Al día siguiente cené en un restaurante de lujo con Pío Cabanillas y Juan José Rosón. Al ágape se sumaron los militares del Servicio de Inteligencia, Monzón entre ellos, que hacían de enlace con Televisión Española. Cuando Pío entró en el comedor, la mayoría de los clientes se levantó y prorrumpió en aplausos. Era impensable que ninguno de los presentes perteneciera a partidos de izquierda o de oposición, y aquella muestra espontánea de adhesión al ministro destituido me pareció una evidencia más de que la base social del franquismo había comenzado a retirar su apoyo al régimen. Durante la cena Rosón dijo que había intentado disuadirme respecto a mi dimisión, pero los militares comentaron que había hecho bien en irme. «Total, te iban a echar de todas formas.»
Pedí enseguida nueva audiencia con el príncipe.

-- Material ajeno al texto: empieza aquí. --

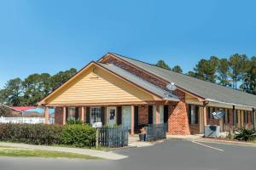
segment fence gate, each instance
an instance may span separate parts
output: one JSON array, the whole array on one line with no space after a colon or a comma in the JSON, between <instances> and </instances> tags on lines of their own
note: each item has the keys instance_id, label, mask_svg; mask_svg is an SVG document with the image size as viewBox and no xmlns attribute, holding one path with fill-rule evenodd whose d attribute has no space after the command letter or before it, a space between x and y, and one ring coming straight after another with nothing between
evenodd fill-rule
<instances>
[{"instance_id":1,"label":"fence gate","mask_svg":"<svg viewBox=\"0 0 256 170\"><path fill-rule=\"evenodd\" d=\"M129 129L123 127L99 128L99 145L119 148L128 145Z\"/></svg>"}]
</instances>

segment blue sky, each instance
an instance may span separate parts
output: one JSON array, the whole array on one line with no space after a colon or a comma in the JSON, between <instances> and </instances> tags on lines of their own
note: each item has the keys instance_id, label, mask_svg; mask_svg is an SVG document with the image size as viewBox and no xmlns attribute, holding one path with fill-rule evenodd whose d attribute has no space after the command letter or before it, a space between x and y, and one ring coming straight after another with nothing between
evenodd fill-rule
<instances>
[{"instance_id":1,"label":"blue sky","mask_svg":"<svg viewBox=\"0 0 256 170\"><path fill-rule=\"evenodd\" d=\"M108 52L187 72L201 58L256 55L256 3L1 0L0 88L10 78L82 68Z\"/></svg>"}]
</instances>

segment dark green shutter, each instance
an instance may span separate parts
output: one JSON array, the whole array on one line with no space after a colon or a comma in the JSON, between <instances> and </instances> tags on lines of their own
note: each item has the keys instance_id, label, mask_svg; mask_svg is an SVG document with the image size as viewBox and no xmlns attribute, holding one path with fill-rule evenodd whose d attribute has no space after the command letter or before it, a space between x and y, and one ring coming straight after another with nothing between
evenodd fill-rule
<instances>
[{"instance_id":1,"label":"dark green shutter","mask_svg":"<svg viewBox=\"0 0 256 170\"><path fill-rule=\"evenodd\" d=\"M121 125L122 124L122 107L117 108L117 124Z\"/></svg>"},{"instance_id":2,"label":"dark green shutter","mask_svg":"<svg viewBox=\"0 0 256 170\"><path fill-rule=\"evenodd\" d=\"M90 124L90 107L86 107L86 123Z\"/></svg>"},{"instance_id":3,"label":"dark green shutter","mask_svg":"<svg viewBox=\"0 0 256 170\"><path fill-rule=\"evenodd\" d=\"M78 120L79 118L79 108L76 107L75 109L75 119Z\"/></svg>"},{"instance_id":4,"label":"dark green shutter","mask_svg":"<svg viewBox=\"0 0 256 170\"><path fill-rule=\"evenodd\" d=\"M66 108L66 121L67 121L68 118L68 107Z\"/></svg>"},{"instance_id":5,"label":"dark green shutter","mask_svg":"<svg viewBox=\"0 0 256 170\"><path fill-rule=\"evenodd\" d=\"M152 105L148 105L148 124L153 124L153 106Z\"/></svg>"},{"instance_id":6,"label":"dark green shutter","mask_svg":"<svg viewBox=\"0 0 256 170\"><path fill-rule=\"evenodd\" d=\"M189 123L191 123L191 105L189 105Z\"/></svg>"},{"instance_id":7,"label":"dark green shutter","mask_svg":"<svg viewBox=\"0 0 256 170\"><path fill-rule=\"evenodd\" d=\"M228 109L228 114L227 114L227 116L228 116L228 122L226 122L226 123L230 123L230 109Z\"/></svg>"},{"instance_id":8,"label":"dark green shutter","mask_svg":"<svg viewBox=\"0 0 256 170\"><path fill-rule=\"evenodd\" d=\"M195 124L198 124L199 106L195 105Z\"/></svg>"},{"instance_id":9,"label":"dark green shutter","mask_svg":"<svg viewBox=\"0 0 256 170\"><path fill-rule=\"evenodd\" d=\"M164 122L168 122L168 118L169 118L169 116L168 116L168 105L165 105L164 106Z\"/></svg>"},{"instance_id":10,"label":"dark green shutter","mask_svg":"<svg viewBox=\"0 0 256 170\"><path fill-rule=\"evenodd\" d=\"M105 107L101 108L101 121L102 125L105 125Z\"/></svg>"}]
</instances>

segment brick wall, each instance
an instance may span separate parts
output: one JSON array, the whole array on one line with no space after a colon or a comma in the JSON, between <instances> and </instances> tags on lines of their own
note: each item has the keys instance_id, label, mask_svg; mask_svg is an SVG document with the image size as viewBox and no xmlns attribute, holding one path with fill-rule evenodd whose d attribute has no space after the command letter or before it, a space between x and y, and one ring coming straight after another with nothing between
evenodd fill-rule
<instances>
[{"instance_id":1,"label":"brick wall","mask_svg":"<svg viewBox=\"0 0 256 170\"><path fill-rule=\"evenodd\" d=\"M181 99L184 99L185 94L176 92ZM172 135L189 135L190 129L188 119L188 105L184 100L171 102L168 105L168 133Z\"/></svg>"}]
</instances>

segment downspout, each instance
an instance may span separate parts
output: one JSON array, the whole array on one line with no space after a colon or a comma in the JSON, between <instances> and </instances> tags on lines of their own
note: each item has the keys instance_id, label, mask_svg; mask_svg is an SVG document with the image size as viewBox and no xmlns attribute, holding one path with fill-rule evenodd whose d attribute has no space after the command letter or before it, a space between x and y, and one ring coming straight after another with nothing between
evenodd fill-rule
<instances>
[{"instance_id":1,"label":"downspout","mask_svg":"<svg viewBox=\"0 0 256 170\"><path fill-rule=\"evenodd\" d=\"M252 117L253 117L253 129L255 131L254 108L253 108L252 110Z\"/></svg>"},{"instance_id":2,"label":"downspout","mask_svg":"<svg viewBox=\"0 0 256 170\"><path fill-rule=\"evenodd\" d=\"M235 108L235 105L233 105L233 110L232 110L232 114L233 114L232 131L233 131L233 133L235 132L235 112L236 112L236 108Z\"/></svg>"}]
</instances>

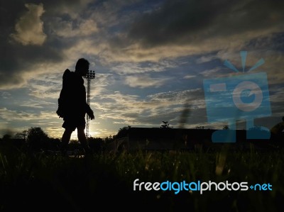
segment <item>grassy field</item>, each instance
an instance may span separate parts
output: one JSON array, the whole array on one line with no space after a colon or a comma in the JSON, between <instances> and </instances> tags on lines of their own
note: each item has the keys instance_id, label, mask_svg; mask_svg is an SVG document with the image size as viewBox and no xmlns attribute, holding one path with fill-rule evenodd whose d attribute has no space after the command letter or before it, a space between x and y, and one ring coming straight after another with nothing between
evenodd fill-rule
<instances>
[{"instance_id":1,"label":"grassy field","mask_svg":"<svg viewBox=\"0 0 284 212\"><path fill-rule=\"evenodd\" d=\"M1 211L280 211L284 150L122 152L84 157L0 149ZM247 182L272 191L133 191L133 181Z\"/></svg>"}]
</instances>

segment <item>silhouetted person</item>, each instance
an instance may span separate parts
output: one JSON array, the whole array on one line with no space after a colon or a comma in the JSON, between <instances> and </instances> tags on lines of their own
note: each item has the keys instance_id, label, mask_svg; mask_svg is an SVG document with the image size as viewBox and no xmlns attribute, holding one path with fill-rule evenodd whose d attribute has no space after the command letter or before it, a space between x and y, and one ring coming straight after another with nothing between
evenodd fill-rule
<instances>
[{"instance_id":1,"label":"silhouetted person","mask_svg":"<svg viewBox=\"0 0 284 212\"><path fill-rule=\"evenodd\" d=\"M283 131L284 130L284 116L282 117L282 122L280 122L272 127L271 129L271 139L274 141L280 141L283 137Z\"/></svg>"},{"instance_id":2,"label":"silhouetted person","mask_svg":"<svg viewBox=\"0 0 284 212\"><path fill-rule=\"evenodd\" d=\"M88 114L91 120L94 118L93 111L86 101L86 89L84 79L89 70L89 62L80 58L76 63L75 72L66 69L63 74L62 88L58 99L57 114L63 118L62 128L65 130L60 143L60 151L66 154L68 143L73 131L77 128L78 140L85 153L92 153L89 148L84 128L86 125L85 115Z\"/></svg>"}]
</instances>

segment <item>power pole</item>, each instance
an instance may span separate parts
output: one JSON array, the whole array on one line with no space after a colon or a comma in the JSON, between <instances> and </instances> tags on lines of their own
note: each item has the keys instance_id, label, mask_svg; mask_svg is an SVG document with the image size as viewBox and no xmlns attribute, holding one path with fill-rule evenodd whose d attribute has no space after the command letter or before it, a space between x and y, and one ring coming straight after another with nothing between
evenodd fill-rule
<instances>
[{"instance_id":1,"label":"power pole","mask_svg":"<svg viewBox=\"0 0 284 212\"><path fill-rule=\"evenodd\" d=\"M87 104L89 106L91 101L91 79L95 78L94 71L89 70L84 78L87 79ZM89 117L88 114L87 116L87 123L86 123L86 137L89 138Z\"/></svg>"}]
</instances>

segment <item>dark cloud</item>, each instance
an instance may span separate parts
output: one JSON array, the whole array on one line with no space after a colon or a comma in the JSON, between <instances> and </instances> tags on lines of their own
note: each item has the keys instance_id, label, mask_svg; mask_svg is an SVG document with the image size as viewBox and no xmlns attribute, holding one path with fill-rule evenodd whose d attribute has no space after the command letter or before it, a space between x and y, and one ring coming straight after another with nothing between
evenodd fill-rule
<instances>
[{"instance_id":1,"label":"dark cloud","mask_svg":"<svg viewBox=\"0 0 284 212\"><path fill-rule=\"evenodd\" d=\"M280 28L280 0L169 0L133 23L129 38L145 46L190 43L208 37Z\"/></svg>"},{"instance_id":2,"label":"dark cloud","mask_svg":"<svg viewBox=\"0 0 284 212\"><path fill-rule=\"evenodd\" d=\"M23 74L31 72L31 75L36 73L33 66L42 63L57 63L64 59L62 50L69 48L71 43L68 39L59 40L50 34L48 17L60 8L75 9L77 1L31 1L28 4L40 5L43 4L44 13L40 16L43 23L43 33L47 33L47 39L42 45L23 45L16 40L12 35L17 32L16 23L28 11L25 6L25 1L1 1L0 4L0 89L17 87L25 84ZM57 6L55 7L55 6ZM77 4L78 5L78 4ZM77 7L80 9L80 6ZM67 12L67 11L66 11ZM29 43L31 44L31 43ZM33 42L31 40L31 44ZM33 74L32 73L33 72Z\"/></svg>"}]
</instances>

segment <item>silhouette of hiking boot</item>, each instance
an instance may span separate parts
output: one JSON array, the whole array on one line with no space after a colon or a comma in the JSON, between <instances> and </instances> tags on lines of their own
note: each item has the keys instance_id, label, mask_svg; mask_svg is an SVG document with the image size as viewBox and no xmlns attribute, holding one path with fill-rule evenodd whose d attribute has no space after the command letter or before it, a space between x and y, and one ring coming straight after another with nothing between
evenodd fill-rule
<instances>
[{"instance_id":1,"label":"silhouette of hiking boot","mask_svg":"<svg viewBox=\"0 0 284 212\"><path fill-rule=\"evenodd\" d=\"M236 130L218 130L211 136L213 143L236 143Z\"/></svg>"}]
</instances>

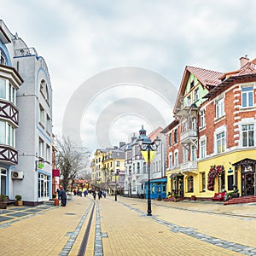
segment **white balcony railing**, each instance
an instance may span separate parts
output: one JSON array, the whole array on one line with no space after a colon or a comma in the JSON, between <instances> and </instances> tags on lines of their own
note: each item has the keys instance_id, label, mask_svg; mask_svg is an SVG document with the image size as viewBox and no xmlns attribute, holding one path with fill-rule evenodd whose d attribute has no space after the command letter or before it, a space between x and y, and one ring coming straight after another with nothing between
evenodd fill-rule
<instances>
[{"instance_id":1,"label":"white balcony railing","mask_svg":"<svg viewBox=\"0 0 256 256\"><path fill-rule=\"evenodd\" d=\"M186 131L181 132L180 134L180 140L181 142L184 142L190 139L197 138L197 131L189 129Z\"/></svg>"},{"instance_id":2,"label":"white balcony railing","mask_svg":"<svg viewBox=\"0 0 256 256\"><path fill-rule=\"evenodd\" d=\"M196 161L188 161L180 166L181 172L195 172L198 170L198 165Z\"/></svg>"}]
</instances>

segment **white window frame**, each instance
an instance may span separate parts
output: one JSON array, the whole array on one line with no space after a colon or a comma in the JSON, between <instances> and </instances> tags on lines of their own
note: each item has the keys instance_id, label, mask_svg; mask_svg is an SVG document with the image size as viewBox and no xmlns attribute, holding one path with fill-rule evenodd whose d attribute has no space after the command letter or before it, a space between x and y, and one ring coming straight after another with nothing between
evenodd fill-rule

Me parecía normal que si había ido a verle al recibir mi nombramiento, le visitara para explicar los motivos de mi renuncia. Me atendió en el palacio de la Quinta, un antiguo pabellón de caza de los Borbones habilitado como sede temporal de su despacho mientras se hacían arreglos en la Zarzuela. Tuvimos una conversación larga, la primera en la que recuerdo haber dialogado sin ningún tipo de cortapisas con don Juan Carlos. Estaba indignado por la manera como le habían otorgado y retirado los poderes de jefe de Estado. Se sentía tratado como un pelele. Comentamos la volatilidad de la situación política habida cuenta de la enfermedad de Franco y lo probable de su cercana muerte. Le pregunté por las relaciones con su padre, que me dijo que eran buenas, y me narró algunas vicisitudes personales que había vivido su familia desde el exilio de Alfonso XIII. «Estoy muy agradecido a los Botín –señaló–, se portaron muy generosamente con nosotros.» Luego hablamos del futuro, de quiénes serían los hombres en los que habría de apoyarse cuando subiera al trono. ¿Fraga? ¿Areilza? «Ninguno de los dos –me dijo enfático–. A ver si se van a creer estos que me van a estar diciendo todo el rato lo que tengo que hacer.» Le insistí en que mi breve paso por Televisión me había servido para comprobar que era imposible que el franquismo se democratizara y estaba claro que, cualquiera que fuera el devenir de los acontecimientos, el régimen moriría con su titular. Al despedirnos me abrazó con su gran humanidad y me pidió que siguiéramos en contacto.